Sacyr: cuatro años de marca, comunidad y branding regional.
Partner estratégico desde 2022. Branding para el Aeropuerto El Loa, el Hospital Regional de Antofagasta y cinco concesiones nacionales. Comunidad 24/7, todo con criterio humano.
Hay marcas que no se manejan con plantillas: necesitan oído, cintura y alguien al teléfono cuando algo se mueve. Sacyr es una de ellas. Llevamos cuatro años a su lado y la receta sigue siendo la misma: criterio humano, sensibilidad social y supervisión experta sobre cada pieza que sale a la calle.
Cuatro años, una sola forma de trabajar
Empezamos en 2022 y desde entonces somos partner estratégico de Sacyr en Chile. La relación no se sostiene en respuestas tipo ni en piloto automático: se sostiene en personas que entienden la marca, conocen el contexto regional y responden con tino cuando hay que responder.
Lo que hacemos día a día
- Instagram con visual storytelling. Grillas pensadas para equilibrar lo corporativo con la cercanía comunitaria. Ningún post sale por inercia.
- Dirección de arte original. Cada arte y cada creativo nace desde cero, alineado al manual de marca de Sacyr. Sin templates ni stock genérico.
- Operación 24/7, los 365 días del año. Monitoreamos lo que se dice, atendemos a la comunidad y, cuando aparece una contingencia, hay un equipo humano listo para gestionarla.
Branding e identidad para proyectos de envergadura nacional
En estos años acompañamos a Sacyr en hitos que cruzan salud, transporte y conectividad regional:
- Aeropuerto El Loa, Calama — diseño y elaboración del logo del proyecto.
- Hospital Regional de Antofagasta — identidad visual para el hospital insignia del norte del país.
- Red Vial Nacional — identidad y señalética digital para Ruta del Elqui, Ruta del Desierto, Ruta del Algarrobo, Valles del Desierto y Ruta de Limarí.
«El aporte de Digitals ha marcado la diferencia en posicionamiento y creatividad.
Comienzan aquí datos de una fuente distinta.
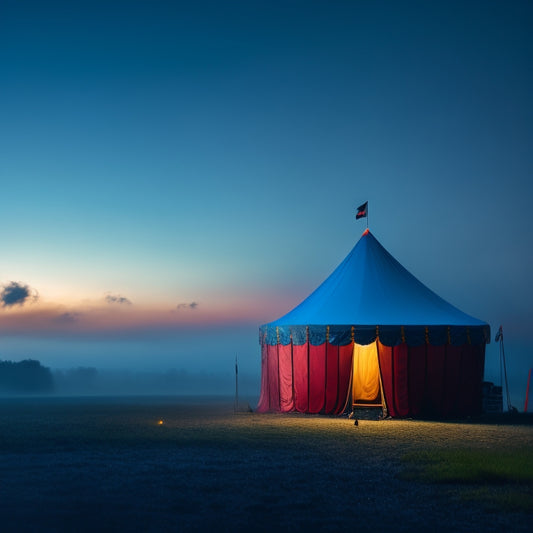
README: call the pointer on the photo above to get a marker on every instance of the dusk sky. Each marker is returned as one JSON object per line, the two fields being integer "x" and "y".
{"x": 174, "y": 174}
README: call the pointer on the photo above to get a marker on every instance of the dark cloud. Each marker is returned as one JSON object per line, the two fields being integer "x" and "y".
{"x": 191, "y": 305}
{"x": 117, "y": 299}
{"x": 16, "y": 293}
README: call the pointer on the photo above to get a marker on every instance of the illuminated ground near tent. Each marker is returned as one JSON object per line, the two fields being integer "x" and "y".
{"x": 103, "y": 463}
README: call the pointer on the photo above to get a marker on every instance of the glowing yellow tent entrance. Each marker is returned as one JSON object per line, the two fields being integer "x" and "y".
{"x": 366, "y": 382}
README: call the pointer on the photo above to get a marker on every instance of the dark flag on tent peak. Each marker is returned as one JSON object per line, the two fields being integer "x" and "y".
{"x": 362, "y": 211}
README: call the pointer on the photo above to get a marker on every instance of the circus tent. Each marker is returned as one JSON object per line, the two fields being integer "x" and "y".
{"x": 373, "y": 335}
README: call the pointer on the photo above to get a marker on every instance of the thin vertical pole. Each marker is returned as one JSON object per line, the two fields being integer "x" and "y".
{"x": 527, "y": 390}
{"x": 236, "y": 406}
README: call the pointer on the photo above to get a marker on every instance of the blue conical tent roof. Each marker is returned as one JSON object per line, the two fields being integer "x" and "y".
{"x": 371, "y": 289}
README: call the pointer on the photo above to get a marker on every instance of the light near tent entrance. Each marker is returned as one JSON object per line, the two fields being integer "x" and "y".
{"x": 366, "y": 383}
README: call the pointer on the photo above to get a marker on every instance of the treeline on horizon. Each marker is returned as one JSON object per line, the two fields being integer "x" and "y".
{"x": 31, "y": 377}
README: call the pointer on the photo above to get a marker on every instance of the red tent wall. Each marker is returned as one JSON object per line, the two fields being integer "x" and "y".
{"x": 431, "y": 380}
{"x": 417, "y": 381}
{"x": 305, "y": 378}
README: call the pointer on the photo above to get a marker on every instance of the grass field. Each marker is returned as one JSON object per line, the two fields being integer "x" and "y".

Destacamos la flexibilidad, la adaptación y la calidad del trabajo.»
— Natalia Marambio, Prensa y Contenido · Sacyr
Por qué este modelo funciona
Porque proyectos como un hospital, un aeropuerto o una autopista no se comunican con piloto automático. Cada uno tiene una comunidad detrás, una contingencia posible y una historia local que respetar. Y eso lo lee bien una persona, no un guión preconfigurado.
Cuatro años después, seguimos ahí. Mismo equipo, misma responsabilidad, misma forma de trabajar.